The GOP front-runner’s solutions — a giant, impregnable wall on the southern border and mass deportation — have gotten plenty of scrutiny. The bipartisan wonk consensus is that they’re unworkable, if not ludicrous and counter to traditional American values. But Clinton’s inequality agenda, while certainly in the public policy mainstream, has big problems, too. Here are the three pillars of her plan — and why they fail:
1. Higher taxes on the rich. Clinton would raise investment tax rates on wealthier Americans, while also closing or reducing tax breaks that mostly benefit those at the top. Now there may be fairness or revenue-raising reasons for such policies. But by themselves, tax hikes are a poor way to reduce inequality. A recent Brookings analysis looked at what would happen if the top tax rate were increased to 50 percent from 40 percent — the highest rate since 1986 — with new revenue going to the bottom fifth of all households. We’re talking about $100 billion a year in income redistribution. Yet the study’s authors found the resulting impact on income inequality, as measured by the Gini coefficient index, to be “exceedingly modest.” Basically a rounding error.

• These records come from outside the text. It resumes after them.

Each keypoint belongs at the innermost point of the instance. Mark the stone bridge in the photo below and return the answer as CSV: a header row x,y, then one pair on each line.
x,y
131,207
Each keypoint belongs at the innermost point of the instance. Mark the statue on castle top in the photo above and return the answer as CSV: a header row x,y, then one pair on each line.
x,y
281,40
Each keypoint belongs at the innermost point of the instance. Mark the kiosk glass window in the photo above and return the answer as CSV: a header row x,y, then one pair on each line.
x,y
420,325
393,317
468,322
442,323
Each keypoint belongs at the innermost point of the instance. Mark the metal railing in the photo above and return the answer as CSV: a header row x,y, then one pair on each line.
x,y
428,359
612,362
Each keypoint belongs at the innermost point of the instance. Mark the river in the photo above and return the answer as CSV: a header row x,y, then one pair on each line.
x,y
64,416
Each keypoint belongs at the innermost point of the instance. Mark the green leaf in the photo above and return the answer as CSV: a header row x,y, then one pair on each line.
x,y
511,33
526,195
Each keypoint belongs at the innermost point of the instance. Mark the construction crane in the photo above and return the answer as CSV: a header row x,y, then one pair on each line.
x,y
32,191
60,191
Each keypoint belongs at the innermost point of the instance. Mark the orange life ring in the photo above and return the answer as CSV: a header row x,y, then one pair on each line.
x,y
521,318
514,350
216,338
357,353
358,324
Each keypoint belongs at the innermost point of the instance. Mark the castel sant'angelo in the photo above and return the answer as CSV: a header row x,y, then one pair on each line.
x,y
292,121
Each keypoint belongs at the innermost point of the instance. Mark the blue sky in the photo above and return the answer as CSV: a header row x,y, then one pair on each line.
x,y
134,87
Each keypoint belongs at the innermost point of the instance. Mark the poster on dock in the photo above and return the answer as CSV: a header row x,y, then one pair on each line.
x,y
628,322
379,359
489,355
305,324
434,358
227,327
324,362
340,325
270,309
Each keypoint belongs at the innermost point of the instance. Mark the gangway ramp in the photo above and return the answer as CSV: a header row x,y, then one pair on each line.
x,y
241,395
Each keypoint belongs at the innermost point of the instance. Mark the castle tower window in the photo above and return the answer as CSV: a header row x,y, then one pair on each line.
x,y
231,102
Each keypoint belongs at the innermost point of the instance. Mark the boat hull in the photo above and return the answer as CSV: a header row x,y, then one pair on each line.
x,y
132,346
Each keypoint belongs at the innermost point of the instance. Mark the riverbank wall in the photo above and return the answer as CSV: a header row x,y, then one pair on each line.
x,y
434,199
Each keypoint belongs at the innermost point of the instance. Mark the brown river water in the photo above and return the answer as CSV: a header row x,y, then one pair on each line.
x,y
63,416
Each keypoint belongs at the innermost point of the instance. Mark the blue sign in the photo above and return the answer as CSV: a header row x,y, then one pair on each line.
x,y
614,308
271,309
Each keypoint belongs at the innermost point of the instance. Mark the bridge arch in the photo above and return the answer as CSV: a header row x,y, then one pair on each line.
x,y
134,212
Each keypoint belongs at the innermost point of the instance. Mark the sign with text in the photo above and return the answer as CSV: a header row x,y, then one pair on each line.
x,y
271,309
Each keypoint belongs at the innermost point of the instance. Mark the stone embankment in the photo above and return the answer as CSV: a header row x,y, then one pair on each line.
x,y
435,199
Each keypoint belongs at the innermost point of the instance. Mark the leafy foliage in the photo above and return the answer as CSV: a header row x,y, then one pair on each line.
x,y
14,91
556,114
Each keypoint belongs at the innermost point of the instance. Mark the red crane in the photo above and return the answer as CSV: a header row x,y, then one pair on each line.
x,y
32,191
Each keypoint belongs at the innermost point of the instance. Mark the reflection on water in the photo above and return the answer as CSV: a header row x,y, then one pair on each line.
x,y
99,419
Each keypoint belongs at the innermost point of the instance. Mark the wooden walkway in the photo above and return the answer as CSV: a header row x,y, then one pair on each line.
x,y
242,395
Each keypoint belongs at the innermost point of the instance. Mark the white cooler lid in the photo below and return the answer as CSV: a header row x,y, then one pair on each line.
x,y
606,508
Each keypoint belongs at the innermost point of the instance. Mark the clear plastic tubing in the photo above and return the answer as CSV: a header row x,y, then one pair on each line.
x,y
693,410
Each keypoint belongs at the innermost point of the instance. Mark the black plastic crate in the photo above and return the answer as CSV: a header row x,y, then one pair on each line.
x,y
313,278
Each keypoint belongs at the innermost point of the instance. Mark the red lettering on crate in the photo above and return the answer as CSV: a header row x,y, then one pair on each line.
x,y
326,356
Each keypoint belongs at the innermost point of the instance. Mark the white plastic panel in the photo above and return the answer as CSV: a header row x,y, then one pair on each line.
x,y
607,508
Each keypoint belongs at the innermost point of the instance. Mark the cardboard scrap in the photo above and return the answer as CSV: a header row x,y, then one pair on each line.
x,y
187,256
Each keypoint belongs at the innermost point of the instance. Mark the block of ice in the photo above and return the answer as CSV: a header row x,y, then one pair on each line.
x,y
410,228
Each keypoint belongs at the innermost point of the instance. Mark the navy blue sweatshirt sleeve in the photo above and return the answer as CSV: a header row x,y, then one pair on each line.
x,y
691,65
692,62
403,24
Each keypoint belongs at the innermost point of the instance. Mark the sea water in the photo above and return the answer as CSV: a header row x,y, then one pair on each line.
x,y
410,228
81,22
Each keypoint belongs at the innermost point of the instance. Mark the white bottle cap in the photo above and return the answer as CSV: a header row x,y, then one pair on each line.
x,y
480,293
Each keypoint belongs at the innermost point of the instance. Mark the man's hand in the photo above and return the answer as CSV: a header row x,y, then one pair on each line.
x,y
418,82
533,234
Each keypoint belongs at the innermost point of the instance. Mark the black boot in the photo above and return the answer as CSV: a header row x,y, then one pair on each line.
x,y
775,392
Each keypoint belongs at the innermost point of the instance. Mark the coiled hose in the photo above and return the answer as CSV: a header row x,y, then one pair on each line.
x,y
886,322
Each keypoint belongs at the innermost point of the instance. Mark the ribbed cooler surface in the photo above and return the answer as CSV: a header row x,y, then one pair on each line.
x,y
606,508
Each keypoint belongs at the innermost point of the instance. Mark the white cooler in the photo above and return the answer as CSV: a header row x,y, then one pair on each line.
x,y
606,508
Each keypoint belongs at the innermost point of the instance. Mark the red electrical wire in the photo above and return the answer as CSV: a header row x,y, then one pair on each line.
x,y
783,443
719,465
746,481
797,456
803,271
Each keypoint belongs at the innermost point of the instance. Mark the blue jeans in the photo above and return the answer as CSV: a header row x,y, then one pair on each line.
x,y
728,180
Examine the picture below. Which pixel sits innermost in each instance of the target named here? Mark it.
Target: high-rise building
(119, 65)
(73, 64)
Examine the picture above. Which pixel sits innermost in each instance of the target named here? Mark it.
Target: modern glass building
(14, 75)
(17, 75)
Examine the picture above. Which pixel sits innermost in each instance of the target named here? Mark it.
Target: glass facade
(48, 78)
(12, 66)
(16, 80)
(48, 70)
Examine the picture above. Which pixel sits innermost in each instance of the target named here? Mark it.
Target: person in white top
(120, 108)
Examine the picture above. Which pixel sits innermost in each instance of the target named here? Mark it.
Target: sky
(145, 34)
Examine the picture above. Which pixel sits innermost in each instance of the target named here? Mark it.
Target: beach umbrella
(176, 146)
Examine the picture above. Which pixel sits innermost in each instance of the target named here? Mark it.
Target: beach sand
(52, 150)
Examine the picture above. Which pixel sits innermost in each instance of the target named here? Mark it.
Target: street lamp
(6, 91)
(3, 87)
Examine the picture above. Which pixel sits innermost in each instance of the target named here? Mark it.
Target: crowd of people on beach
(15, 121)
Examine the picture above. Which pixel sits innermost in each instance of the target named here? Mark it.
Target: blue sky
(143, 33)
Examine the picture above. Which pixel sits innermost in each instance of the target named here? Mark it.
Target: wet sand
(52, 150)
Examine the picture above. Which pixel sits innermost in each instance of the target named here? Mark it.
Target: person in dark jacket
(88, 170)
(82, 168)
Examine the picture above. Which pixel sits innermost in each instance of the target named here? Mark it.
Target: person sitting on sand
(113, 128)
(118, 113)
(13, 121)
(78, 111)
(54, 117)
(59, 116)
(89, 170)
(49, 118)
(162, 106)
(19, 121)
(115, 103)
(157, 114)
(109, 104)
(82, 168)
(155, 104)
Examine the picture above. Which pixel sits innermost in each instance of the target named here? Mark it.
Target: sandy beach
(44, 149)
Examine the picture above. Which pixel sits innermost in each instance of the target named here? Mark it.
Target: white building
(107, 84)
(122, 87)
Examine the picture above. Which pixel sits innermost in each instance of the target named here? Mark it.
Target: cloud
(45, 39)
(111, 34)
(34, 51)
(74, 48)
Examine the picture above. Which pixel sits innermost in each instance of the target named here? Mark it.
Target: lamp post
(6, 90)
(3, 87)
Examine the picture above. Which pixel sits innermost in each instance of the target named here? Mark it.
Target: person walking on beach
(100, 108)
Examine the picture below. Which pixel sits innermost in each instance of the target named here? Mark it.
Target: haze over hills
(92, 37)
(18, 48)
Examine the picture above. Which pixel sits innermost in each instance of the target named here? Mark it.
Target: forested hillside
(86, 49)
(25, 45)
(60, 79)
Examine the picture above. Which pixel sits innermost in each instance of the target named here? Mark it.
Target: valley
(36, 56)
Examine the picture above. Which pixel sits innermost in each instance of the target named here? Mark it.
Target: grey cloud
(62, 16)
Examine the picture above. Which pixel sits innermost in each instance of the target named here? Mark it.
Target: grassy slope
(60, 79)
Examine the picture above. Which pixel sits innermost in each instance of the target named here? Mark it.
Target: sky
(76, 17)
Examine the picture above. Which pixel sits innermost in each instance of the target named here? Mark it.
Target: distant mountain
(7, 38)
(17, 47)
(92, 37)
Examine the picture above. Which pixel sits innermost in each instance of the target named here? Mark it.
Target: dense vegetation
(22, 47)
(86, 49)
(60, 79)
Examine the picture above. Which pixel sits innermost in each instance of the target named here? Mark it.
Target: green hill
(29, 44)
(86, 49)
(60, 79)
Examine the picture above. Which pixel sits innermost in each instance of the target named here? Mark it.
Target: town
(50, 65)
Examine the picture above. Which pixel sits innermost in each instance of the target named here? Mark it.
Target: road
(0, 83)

2. Raising the minimum wage. Clinton supports a federal $12 minimum wage and believes “we should go further… through state and local efforts: such as the ‘Fight for 15.'” Many on the left portray minimum wage hikes as “settled science,” hand waving away concerns about negative job impacts. They shouldn’t. For instance, new research by University of California, San Diego economist Jeffrey Clemens finds minimum wage increases from 2006 through 2012 had “significant, negative effects on low-skilled workers’ employment.” Likewise, a new analysis released by the San Francisco Federal Reserve finds “few of the benefits” from a higher minimum wage “are likely to flow to poor families, and some go to quite high-income families.” And in a recent op-ed, former Obama White House economist Alan Krueger concludes $15 an hour is beyond international experience, and could well be counterproductive.
3. Universal pre-school. Clinton wants “every 4-year-old in America [to have] access to high-quality preschool in the next 10 years.” But the value of pre-kindergarten is another issue that’s far from settled, even though media coverage typically treats it as such. For example, a recent study on Tennessee’s preschool program for low income families failed to find “any sustained effects, either in social and emotional development or achievement.” Indeed, the kids who attended preschool fared worse academically by third grade than those who didn’t. One reason the research is so compelling is that it looks at pre-K as it operates in the real world.
The U.S. needs to reform its immigration system intelligently. And America’s changing economy may be less adept at providing shared prosperity than in the past. But the solutions need to be data-driven and evidence based.
More importantly, the top economic issue facing America is weak economic growth. The latest data suggest the U.S. remains a 2 percent economy, as it has throughout the recovery. Not only is that pace of growth weak by postwar standards, it puts the economy at a chronically higher risk of recession. Indeed, the recent stock market selloff partially reflects investor fears than a Chinese slowdown may be enough to trigger a U.S. downturn.
And if that happens, voters may wonder why the presidential candidates have been talking about the wrong thing for the past year.